My resources are stored as, say, "bitmap1_32" for the 32x32 no-reply-all button image and "bitmap2_16" for the 16x16 no-forward one, so I'd request the first of those via a call to GetImage("button", "1", 32). I'm not sure if there is a completely managed way to get hold of the current DPI setting, but the following P/Invoke-based code works just fine:

private static int GetDPI()
{
return GetDeviceCaps(88 /*LOGPIXELSX*/ );
}

private static int GetDeviceCaps(int index)
{
IntPtr hdc = GetDC(IntPtr.Zero); // TODO - ought to include some error handling, just in case...
int val = GetDeviceCaps(hdc, index);
ReleaseDC(IntPtr.Zero, hdc);
return val;
}

#region Imports
[DllImport("gdi32.dll")]
private static extern int GetDeviceCaps(IntPtr hdc, int index);

[DllImport("user32.dll")]
private extern static int ReleaseDC(IntPtr hwnd, IntPtr hdc);

[DllImport("user32.dll")]
private extern static IntPtr GetDC(IntPtr hwnd);
#endregion

Because I'm lazy, I've not experimented with higher (or lower) DPI settings, and what I have probably doesn't extrapolate further. (Perhaps if someone gives me a monitor with a stonkingly huge DPI, I'll be motivated to investigate!) I do note that at 150%, a large image would translate to 48x48 pixels.
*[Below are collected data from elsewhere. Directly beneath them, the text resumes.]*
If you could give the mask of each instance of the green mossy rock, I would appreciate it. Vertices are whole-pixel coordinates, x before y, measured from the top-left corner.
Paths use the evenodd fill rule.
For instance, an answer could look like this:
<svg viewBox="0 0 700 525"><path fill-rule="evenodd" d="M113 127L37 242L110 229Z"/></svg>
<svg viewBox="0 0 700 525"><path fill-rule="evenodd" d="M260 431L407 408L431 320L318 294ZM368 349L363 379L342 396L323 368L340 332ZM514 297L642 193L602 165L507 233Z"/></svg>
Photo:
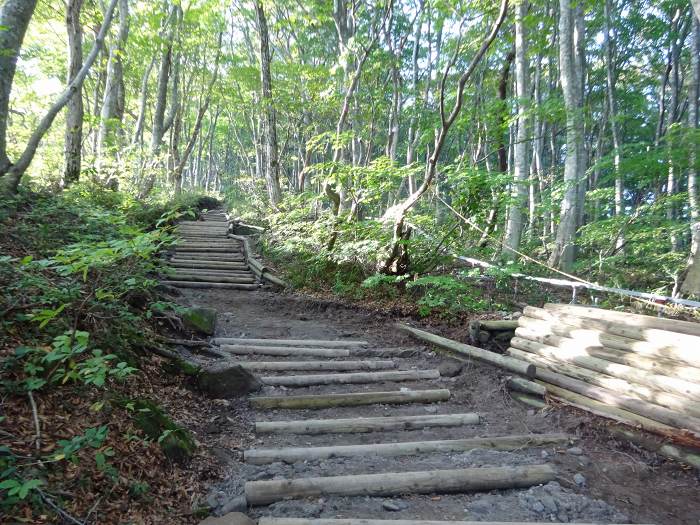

A 32x32 image sitting in the middle of all that space would look a little bit lost, and a look through the images stored within Outlook (open Outlook.exe in Visual Studio's resource editor and you'll see them all - but take care not to save any changes back to the executable!) shows that what look like 48x48 pixel versions of the ribbon images exist. Perhaps at such a high DPI setting, the ribbon will use 48x48 as large and 24x24 as small. If that guess is correct (and it would be easy for someone less lazy than me to check), one approach to providing the correct image would be to store 16x16, 24x24, 32x32 and 48x48 pixel images of all your buttons and use a combination of the DPI and large vs normal to work out what size is desired, then select the largest image size smaller than or equal to that from your collection, and use GetImage above to take care of DPI settings that fall between exact image sizes. As they say, I'll leave that as (yet another) exercise for the reader.